Segundo a psiquiatra Mayara Cezario, a lógica manicomial extrapola os muros, tornando o “manicômio” não somente um lugar mas sim a perpetuação de práticas que excluem da sociedade as pessoas com transtorno mental. Ainda de acordo com a médica, os manicômios foram historicamente locais onde tudo aquilo que não era desejado pela sociedade era “escondido e esquecido”. 

Colocar um fim nas práticas manicomiais é mais do que um avanço, é uma necessidade.

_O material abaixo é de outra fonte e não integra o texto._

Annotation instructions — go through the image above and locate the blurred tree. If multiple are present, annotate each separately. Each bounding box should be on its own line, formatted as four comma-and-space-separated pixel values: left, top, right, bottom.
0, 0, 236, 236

Entretanto, precisamos ter cautela ao entender que assistência hospitalar não necessariamente significa seguir uma lógica manicomial e que “derrubar muros” não significa acabar com esta prática Mayara Cezario, psiquiatra
 

Mayara argumenta que a proposta dos Caps quando bem elaborada pode ser muito eficaz e de suma importância para a sociedade, mas aponta as precariedades que a rede ainda enfrenta na prática.

"Nem sempre é possível observar os serviços funcionando em sua totalidade. Não é incomum, por exemplo, encontrarmos os locais funcionando com equipe médica incompleta, o que infelizmente gera grande prejuízo à assistência. Entender que o funcionamento em rede é o que sustenta um bom tratamento é essencial", complementa.

Para ela, o sistema de saúde precisa ser fortalecido, com acesso dos usuários a  todos os recursos, para as pessoas possam ser verdadeiramente reinseridas em sociedade. "Precisamos lutar sempre pelo fortalecimento do SUS e atentar para que o “manicômio” não se perpetue fora dos muros', finaliza.

O médico psiquiatra Rômulo Kling Mangeon analisa os manicômios como 'depósitos de pacientes', onde os familiares internavam e depois não voltavam mais.

Mangeon também sustenta as precariedades dos Caps. "Mal tem um médico, muitas das vezes tem um psicólogo e um terapeuta, mas não tem material humano e físico para se fazer um trabalho adequado. Os pacientes não têm as condições mínimas para se conseguir uma estabilidade da doença mental. Falta tudo", diz.

Para o psiquiatra, é necessário se ter um hospital com boas condições. "É preciso ser revisto a necessidade de se ter sim um hospital que tenha profissionais competentes para atender esses pacientes, que estando em crise, possam ter um local digno, com medicamentos e condições para que durante sua internação saia do surto e se reestruture para retornar ao convívio dos seus familiares e da sociedade", aponta.